Wednesday, September 19, 2012

King Benjamin and the 47 percent

Here's what I feel moved to say about Romney and the 47 percent:

There is a cherished myth in America--Romney frequently invokes it--which says that America is a place where anyone who exercises initiative and works hard can succeed.

A corollary often derived from that myth is that if you prosper, this is the result of your having exercised initiative and worked hard--in other words, a result of your good morals. This is to say that your prosperity is a reward, which you are entitled (yes, "entitled") to enjoy.

American culture does place a modest pressure on those who prosper to "give something," as we say, back to the community. "Something," though. Not all. Not even close to all. Because, again, you're entitled to enjoy what is construed as the fruits of your labor. You deserve it. And if you "give something" back, you do so as an act of largesse, not an obligation.

A further corollary of this myth-making is that if someone doesn't prosper, this is the result of their having failed to exercise initiative and work hard. In other words, their lack of prosperity is a result of their poor morals. Lack of prosperity is the proper penalty for poor choices. It is deserved.

Americans have been living by this myth for a long time. Long enough that the Book of Mormon, written in the late 1820s, contains a protest against it. Born into a family whose fortunes had declined due to repeated setbacks, and despite their best efforts, Joseph Smith was in a position to see through the myth that good morals = prosperity and bad morals = poverty. And so we find King Benjamin saying this:
Ye yourselves will succor those that stand in need of your succor; ye will administer of your substance unto him that standeth in need; and ye will not suffer that the beggar putteth up his petition to you in vain, and turn him out to perish.
Perhaps thou shalt say: The man has brought upon himself his misery; therefore I will stay my hand, and will not give unto him of my food, nor impart unto him of my substance that he may not suffer, for his punishments are just—
But I say unto you, O man, whosoever doeth this the same hath great cause to repent; and except he repenteth of that which he hath done he perisheth forever, and hath no interest in the kingdom of God.
For behold, are we not all beggars? Do we not all depend upon the same Being, even God, for all the substance which we have, for both food and raiment, and for gold, and for silver, and for all the riches which we have of every kind?  (Mosiah 4:16-19)
"The man has brought upon himself his misery; therefore I will stay my hand . . . for his punishments are just." That's Smith's bitter parody of the logic behind Romney's complaint about people "who believe that they are entitled to health care, to food, to housing, to you-name-it. That that’s an entitlement."

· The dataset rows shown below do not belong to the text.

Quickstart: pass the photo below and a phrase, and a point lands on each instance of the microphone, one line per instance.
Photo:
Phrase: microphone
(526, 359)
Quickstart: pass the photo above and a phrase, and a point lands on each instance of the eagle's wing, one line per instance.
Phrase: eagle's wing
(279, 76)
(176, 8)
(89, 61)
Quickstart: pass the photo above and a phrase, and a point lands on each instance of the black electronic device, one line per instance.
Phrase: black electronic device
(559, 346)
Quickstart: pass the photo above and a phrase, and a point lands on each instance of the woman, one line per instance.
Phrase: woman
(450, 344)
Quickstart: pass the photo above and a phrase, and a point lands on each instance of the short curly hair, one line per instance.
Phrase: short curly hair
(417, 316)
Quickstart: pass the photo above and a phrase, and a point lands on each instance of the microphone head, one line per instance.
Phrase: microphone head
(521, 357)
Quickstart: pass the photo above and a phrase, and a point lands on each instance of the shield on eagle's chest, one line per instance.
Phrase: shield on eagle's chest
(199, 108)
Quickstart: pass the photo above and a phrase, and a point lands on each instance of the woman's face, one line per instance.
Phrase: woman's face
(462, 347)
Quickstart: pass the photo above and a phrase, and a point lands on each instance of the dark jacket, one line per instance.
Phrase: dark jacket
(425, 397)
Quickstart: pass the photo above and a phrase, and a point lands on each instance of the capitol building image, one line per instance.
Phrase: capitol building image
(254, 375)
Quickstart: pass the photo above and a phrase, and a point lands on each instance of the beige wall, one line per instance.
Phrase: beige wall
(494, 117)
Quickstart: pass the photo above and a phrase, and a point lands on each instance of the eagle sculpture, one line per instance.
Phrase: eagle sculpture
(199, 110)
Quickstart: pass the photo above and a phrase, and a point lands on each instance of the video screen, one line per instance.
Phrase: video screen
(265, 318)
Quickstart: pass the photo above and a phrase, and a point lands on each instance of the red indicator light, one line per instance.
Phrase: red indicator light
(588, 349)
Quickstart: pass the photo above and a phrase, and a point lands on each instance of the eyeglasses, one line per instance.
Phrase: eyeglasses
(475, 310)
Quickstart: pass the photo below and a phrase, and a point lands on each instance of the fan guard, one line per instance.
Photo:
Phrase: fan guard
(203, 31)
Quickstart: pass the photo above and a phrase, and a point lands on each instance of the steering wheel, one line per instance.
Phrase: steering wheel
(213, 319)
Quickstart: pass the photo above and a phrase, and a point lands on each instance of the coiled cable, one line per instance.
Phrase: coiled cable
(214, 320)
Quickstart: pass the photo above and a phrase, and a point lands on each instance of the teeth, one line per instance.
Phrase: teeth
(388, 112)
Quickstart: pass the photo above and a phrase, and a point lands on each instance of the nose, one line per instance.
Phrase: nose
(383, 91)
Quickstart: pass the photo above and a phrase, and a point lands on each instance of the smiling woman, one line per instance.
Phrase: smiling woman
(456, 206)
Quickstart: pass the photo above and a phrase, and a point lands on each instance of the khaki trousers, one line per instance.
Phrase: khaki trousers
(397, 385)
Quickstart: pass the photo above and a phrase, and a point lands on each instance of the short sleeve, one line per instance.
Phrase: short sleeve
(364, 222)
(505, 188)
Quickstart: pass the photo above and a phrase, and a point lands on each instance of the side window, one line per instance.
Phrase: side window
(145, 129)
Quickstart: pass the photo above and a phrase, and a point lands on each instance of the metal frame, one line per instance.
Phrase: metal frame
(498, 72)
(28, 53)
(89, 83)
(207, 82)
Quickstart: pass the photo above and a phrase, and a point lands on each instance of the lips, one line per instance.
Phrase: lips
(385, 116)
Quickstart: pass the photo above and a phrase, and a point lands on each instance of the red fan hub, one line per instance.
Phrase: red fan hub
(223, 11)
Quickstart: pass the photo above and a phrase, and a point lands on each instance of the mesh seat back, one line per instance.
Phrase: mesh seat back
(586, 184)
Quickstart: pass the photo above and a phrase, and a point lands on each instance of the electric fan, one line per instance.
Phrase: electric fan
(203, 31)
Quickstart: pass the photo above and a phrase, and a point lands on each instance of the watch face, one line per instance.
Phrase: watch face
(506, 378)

Romney is echoing here a widely held corollary of the American myth. No one's entitled to a handout. Anyone who wants to get ahead can do so if they just work hard--so if you find yourself in need, you have only yourself to blame. "The man has brought upon himself his misery."

King Benjamin rejects the logic of the American myth. Your prosperity is not a reward for your hard work. It's a handout--a handout that you received from God. "Are we not all beggars? Do we not all depend upon the same Being, even God, for all the substance which we have?"

And because you are a beggar, you are in no position to be faulting someone else for being a beggar. You are in no position--you are not entitled--to get all holier-than-they on the grounds that you worked hard to get what you have while it's their own fault that they're not in the same position. You're not in a position to pontificate about how people in need should "take personal responsibility and care for their lives."

Personal responsibility and self-reliance are pointedly not the virtues touted in King Benjamin's sermon. Those virtues are an illusion, he says. The reality is that we're all beggars, dependent on God's largesse. And someone who maintains otherwise in order to blame others for their poverty, as justification for denying them assistance, "hath great cause to repent."